Every batch of Four Gate is to be barrel finished, barrel proof, and unique. The first batch, “The Kelvin Collaboration,” is a 5- to 11-year-old Kentucky Straight Bourbon Whiskey finished in ex-sherry rum casks bottled at 61.7% ABV. The bourbon came from a mash bill of 74% corn, 18% rye, and 8% malted barley. “The Kelvin Collaboration” yielded 1,732 bottles released in Kentucky and Tennessee at a suggested price of $199.99.

The nose features deep notes of red fruit, dark caramel, honey roasted nuts, and a sprinkling of spice. Taste-wise, bold dried fruit notes explode on the palate alongside hints of brown sugar and banana pudding. There’s a base of bourbon (caramel, vanilla, and rye grain) underneath it all. Red wine and tannins pave the way for a long, fruity, and slightly dry finish.
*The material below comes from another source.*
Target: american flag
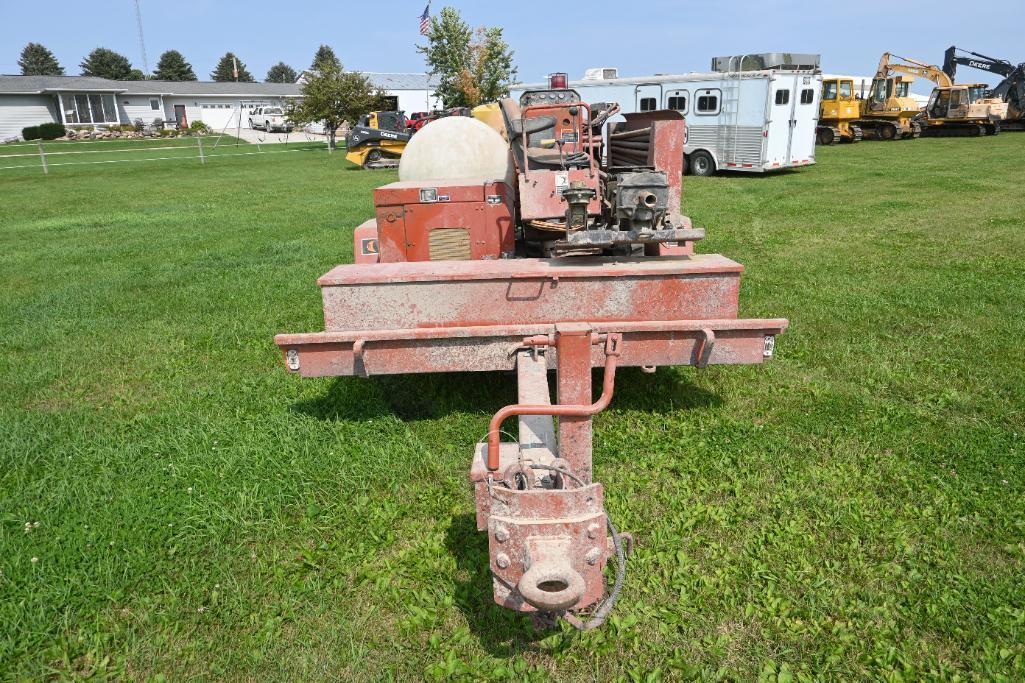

This first batch of Four Gate whiskey is quite tasty. It might indicate a mantra for the brand: bold barrel-finishing. The use of sherry rum casks for the finishing of the first batch dominates the base bourbon, but complements it nonetheless. I wouldn’t call what Four Gate is doing traditional, but it’s interesting and more importantly, it’s delicious. Really, that’s all that counts. 8.5/10

Thanks to Four Gate Whiskey Company for the sample. As always, all thoughts and opinions are my own.